I went to Iceland to learn about the influence of colonization on Christianity there; it’s so different from here in Canada. The settling of Iceland did not depend on genocide of Indigenous peoples and theft of their land. Icelanders will tell you they have never been colonized, yet the conversion to Christianity, and then from Catholicism to Lutheranism were imposed by Norwegian and Danish foreign powers. Icelanders have a very different relationship to the land, stemming from a Viking covenant with the Landvættir (Spirit of the land) to protect the land, and in turn be protected by it. Icelanders see the land as alive in a different way than we do in Canada. I wanted to know what that means for reconciliation with Ásatru (the pagan religion) and what lessons it all might carry for the United Church of Canada in our own reconciliation, decolonizing and anti-racism journey. I found out a lot about all of these things, and I hope I can do them justice in putting them to work here in my UCC ministry. But what I really found out is that decolonization is not an academic process. What I really found out is that it is easy to learn about it, easy to do it under the guise of a project or outreach with a paid job. It is much harder to do with your heart wide open, with your armour left at the wooden gate in the turf wall (remove it, for this is holy ground on which you walk), with your voice and body offered in humilty and gratitude, with transformation beginning in tears, breath and reverent curiosity. 

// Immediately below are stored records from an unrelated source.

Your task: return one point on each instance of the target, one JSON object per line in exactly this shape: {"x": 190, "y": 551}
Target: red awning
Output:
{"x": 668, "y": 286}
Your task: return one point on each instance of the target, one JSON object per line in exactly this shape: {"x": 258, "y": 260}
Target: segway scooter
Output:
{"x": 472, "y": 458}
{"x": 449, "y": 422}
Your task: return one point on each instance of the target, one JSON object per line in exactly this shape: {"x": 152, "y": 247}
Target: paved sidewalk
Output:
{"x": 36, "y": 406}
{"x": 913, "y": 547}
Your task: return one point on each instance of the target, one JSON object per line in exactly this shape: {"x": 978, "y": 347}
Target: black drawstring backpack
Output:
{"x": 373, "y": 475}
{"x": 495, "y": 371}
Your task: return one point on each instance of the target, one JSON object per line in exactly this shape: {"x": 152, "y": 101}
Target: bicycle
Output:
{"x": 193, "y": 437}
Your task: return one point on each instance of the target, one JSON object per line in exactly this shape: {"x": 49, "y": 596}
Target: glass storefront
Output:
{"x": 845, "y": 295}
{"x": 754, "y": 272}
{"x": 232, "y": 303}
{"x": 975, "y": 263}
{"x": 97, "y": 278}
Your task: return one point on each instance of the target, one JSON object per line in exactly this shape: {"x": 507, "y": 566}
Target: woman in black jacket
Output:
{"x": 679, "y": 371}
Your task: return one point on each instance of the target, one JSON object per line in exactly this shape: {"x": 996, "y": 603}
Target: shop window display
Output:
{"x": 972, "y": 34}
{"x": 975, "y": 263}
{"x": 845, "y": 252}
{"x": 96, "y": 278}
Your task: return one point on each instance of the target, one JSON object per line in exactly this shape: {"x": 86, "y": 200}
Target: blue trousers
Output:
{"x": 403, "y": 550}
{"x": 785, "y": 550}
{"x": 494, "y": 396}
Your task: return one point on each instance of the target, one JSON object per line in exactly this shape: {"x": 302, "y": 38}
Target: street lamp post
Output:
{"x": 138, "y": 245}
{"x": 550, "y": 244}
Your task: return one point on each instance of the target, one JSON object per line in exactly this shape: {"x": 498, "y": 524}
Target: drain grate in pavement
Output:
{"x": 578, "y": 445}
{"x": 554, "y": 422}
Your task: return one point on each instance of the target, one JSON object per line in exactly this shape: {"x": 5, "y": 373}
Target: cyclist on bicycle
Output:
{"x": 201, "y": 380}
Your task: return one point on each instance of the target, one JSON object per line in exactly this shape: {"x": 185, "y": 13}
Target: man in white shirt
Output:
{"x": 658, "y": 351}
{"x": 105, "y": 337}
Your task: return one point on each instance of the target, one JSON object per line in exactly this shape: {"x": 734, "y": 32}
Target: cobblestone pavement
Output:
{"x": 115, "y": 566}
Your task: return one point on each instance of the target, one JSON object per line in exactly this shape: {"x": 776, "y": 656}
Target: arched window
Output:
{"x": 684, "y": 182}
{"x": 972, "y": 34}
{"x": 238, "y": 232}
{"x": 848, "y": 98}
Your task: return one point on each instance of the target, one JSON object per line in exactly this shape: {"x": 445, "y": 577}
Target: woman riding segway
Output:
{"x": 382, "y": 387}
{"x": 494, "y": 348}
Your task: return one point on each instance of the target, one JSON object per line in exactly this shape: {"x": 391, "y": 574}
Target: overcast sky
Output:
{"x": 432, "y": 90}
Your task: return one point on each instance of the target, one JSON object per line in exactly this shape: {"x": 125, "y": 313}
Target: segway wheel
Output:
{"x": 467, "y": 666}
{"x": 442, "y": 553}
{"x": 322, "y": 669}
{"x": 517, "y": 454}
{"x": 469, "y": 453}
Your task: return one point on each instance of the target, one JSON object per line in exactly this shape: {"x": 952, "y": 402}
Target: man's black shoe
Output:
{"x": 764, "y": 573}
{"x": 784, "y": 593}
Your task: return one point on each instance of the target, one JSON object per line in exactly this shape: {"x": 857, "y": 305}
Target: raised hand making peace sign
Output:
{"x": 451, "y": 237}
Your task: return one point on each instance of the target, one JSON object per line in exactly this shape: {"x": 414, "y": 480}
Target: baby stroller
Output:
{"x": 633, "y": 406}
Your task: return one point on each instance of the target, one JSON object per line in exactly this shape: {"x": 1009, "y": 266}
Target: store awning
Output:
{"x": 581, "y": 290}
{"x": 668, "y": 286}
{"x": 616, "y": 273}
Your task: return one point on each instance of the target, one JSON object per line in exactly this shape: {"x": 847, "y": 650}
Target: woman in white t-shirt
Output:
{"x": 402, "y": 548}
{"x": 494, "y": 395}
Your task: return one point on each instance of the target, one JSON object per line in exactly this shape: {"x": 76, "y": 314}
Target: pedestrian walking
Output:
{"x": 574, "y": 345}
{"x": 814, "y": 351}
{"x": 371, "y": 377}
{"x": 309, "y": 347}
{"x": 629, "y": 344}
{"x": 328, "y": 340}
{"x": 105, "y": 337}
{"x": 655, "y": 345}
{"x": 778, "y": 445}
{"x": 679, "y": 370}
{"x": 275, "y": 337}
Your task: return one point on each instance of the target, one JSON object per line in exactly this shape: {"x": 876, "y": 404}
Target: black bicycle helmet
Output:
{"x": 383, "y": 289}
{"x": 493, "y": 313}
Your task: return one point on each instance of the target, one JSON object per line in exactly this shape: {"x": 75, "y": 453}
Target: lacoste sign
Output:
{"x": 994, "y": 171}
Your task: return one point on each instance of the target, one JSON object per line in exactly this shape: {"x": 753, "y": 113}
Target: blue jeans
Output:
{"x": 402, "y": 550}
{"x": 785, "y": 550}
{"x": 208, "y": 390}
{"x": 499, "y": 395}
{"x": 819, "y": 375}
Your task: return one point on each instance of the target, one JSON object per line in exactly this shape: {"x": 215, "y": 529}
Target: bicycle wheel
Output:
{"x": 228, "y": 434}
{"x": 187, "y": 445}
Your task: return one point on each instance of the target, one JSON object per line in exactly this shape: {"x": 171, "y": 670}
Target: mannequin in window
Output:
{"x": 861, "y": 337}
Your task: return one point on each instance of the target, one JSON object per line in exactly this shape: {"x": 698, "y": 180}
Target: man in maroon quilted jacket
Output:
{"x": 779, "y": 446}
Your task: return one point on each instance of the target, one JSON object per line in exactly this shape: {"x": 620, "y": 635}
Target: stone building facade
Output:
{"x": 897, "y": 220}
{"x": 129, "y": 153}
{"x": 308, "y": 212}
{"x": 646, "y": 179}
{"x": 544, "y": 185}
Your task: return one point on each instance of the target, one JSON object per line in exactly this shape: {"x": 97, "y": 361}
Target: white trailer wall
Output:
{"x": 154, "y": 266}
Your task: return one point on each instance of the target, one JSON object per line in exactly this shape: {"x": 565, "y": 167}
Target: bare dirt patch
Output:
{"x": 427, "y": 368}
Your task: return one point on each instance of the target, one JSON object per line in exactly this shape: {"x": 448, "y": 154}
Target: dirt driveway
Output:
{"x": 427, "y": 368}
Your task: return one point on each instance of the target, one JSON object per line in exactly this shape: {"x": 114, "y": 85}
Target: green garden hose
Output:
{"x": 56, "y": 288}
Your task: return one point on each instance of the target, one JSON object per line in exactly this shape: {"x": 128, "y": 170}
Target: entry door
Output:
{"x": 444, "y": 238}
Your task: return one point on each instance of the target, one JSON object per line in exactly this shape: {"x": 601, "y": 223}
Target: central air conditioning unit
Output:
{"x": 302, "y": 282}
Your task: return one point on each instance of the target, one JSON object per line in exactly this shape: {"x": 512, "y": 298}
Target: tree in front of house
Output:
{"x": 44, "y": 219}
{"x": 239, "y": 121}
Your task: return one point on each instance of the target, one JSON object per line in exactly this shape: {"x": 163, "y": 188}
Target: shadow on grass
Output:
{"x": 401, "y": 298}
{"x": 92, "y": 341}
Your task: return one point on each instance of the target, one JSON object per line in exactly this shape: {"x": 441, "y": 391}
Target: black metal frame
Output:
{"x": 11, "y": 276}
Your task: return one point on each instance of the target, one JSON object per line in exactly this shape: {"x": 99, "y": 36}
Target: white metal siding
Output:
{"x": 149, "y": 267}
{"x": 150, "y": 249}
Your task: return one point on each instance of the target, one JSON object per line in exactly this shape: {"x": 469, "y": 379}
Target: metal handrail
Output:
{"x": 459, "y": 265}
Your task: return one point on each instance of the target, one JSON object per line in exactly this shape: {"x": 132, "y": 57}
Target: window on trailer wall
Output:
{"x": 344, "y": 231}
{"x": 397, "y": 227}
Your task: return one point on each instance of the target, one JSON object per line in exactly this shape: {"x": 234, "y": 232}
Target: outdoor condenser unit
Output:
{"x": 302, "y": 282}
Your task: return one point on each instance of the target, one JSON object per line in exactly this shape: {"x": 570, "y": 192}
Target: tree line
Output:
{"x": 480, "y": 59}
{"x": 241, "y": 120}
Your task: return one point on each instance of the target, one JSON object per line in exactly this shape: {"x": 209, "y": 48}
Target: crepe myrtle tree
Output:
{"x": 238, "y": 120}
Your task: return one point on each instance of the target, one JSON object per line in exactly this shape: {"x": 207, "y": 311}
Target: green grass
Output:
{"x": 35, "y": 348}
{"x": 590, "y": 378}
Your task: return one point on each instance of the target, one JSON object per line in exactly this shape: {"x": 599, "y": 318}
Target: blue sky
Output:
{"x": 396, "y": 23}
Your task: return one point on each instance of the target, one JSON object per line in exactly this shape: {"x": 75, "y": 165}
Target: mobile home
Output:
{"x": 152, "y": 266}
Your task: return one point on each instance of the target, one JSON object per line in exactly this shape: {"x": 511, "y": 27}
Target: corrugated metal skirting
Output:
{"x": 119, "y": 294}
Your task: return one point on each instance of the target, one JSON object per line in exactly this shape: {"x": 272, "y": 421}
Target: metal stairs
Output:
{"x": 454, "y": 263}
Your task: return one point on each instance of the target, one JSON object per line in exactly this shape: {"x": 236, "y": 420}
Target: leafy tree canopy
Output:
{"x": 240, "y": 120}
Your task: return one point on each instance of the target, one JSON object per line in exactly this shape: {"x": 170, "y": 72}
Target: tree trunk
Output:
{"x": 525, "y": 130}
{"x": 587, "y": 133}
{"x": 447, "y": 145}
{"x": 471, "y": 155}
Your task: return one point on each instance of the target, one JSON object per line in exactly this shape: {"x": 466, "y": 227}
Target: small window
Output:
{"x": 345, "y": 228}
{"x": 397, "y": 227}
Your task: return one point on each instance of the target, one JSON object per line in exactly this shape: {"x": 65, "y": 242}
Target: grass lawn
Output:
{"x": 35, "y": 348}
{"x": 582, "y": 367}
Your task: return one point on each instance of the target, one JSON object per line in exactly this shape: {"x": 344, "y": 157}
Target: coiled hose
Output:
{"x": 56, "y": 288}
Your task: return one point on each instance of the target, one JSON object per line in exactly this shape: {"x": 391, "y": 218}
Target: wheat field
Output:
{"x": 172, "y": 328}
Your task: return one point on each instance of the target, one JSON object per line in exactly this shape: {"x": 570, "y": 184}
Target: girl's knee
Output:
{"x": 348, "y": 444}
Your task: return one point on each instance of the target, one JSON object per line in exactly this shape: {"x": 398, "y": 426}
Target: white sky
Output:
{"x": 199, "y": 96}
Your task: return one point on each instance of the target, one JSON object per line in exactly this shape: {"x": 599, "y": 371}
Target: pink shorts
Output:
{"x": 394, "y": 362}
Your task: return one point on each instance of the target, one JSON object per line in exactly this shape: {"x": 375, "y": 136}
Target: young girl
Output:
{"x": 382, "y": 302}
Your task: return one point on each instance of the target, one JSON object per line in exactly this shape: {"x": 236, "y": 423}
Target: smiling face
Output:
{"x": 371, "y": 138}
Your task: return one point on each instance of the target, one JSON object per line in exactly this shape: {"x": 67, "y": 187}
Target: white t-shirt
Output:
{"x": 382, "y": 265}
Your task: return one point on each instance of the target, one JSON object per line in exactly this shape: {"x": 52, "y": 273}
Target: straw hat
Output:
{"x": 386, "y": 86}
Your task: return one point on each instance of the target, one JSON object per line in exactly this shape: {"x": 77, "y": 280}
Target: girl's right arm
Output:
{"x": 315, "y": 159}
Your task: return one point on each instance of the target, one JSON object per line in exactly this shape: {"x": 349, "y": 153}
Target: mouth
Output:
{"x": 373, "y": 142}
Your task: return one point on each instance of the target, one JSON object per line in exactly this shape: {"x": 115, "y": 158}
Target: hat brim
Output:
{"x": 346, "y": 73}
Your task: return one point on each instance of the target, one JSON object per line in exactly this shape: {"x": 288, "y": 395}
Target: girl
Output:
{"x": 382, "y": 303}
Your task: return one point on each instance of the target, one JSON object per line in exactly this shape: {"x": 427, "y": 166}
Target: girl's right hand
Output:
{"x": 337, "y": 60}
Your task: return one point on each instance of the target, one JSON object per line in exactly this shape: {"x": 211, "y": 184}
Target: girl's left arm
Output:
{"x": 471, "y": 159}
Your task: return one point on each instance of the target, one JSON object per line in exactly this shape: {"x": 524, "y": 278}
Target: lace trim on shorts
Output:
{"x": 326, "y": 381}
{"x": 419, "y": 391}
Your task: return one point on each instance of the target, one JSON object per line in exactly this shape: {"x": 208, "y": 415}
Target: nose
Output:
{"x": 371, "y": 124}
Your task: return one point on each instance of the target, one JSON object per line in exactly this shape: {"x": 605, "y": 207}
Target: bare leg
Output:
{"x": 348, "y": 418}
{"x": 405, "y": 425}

The GPE is designed to offer CCS students a glimpse of how Christianity, colonialism, power, social and cultural dynamics are entwined in other places in the world to determine how people‘s lives are lived. We also need to know that all of these things are at play in our own lives, they all affect how our lives are lived and all of the people around us. If we never turn this examination inward, we will miss the point. BIPOC scholars, activists, clergy, thinkers, people of all kinds of backgrounds have been saying for years that decolonization begins with a lot of self-work, but self-work in relation to others. This experience in Grafárkirkja was one of many on this trip that have changed me irrevocably, and that have continued to hold power and transformation for me since arriving back in Prince George. Bringing these experiences to bear on how I listen to people‘s stories, how I respond to people and communities, how my ministry evolves, and most importantly, to how this journey of decolonization within myself will connect with the decolonization journeys of others, of the United Church, and of the communities with whom I have connection. 

I gently peel myself off the floor, rising to a kneeling position in front of the altar. I give thanks, I take deep breaths. I rise to standing and walk toward the grey light of day beyond the threshold of the door. The wind sweeps my hair away from my face and cools the tear-redness of my cheeks. I breathe in the cold air and turn to lock the door. As I step down from the stone threshold and look across the fjord I lean back into the lee of the building, feeling the protection of the land and of the unbroken line of devotion in this place. I am not ready to leave the graveyard, but I am late for mass in a town 25 minutes away. I make sure to close the gate behind me and as I look down, I see the stone marker that tells me Hólar, and my great grandfather‘s farm, is 22km away. 

Grafárkirkja, the oldest Christian church in Iceland, 22 km from Hólar.

Comments: 2

  1. Rob Murdock says:

    Wow! I feel the strength of the past coursing through this post. Great pic too. The power of a “Shield Maiden” seems a natural connection!!!

  2. Your experience in the land of your ancestors, of belonging yet not belonging was so well expressed. Like you, I came to the land of my ancestors on a job placement for a year. A feeling of coming home was powerful. My landlady placed James Barke’s novels of Robert Burns’ life and loves into my hands-The Wind that Shakes the Barley,The Song of the Green Thorn Tree, The Wonder of all the Gay World, The Well of the Silent Harp, Bonnie Jean…that helped my feet on the soil take root. I married there on the site of a 12 C Presbyterian Kirk. Thank-you for sharing your powerful and spiritual experience. You continue to be ‘salt and light’, Kendra.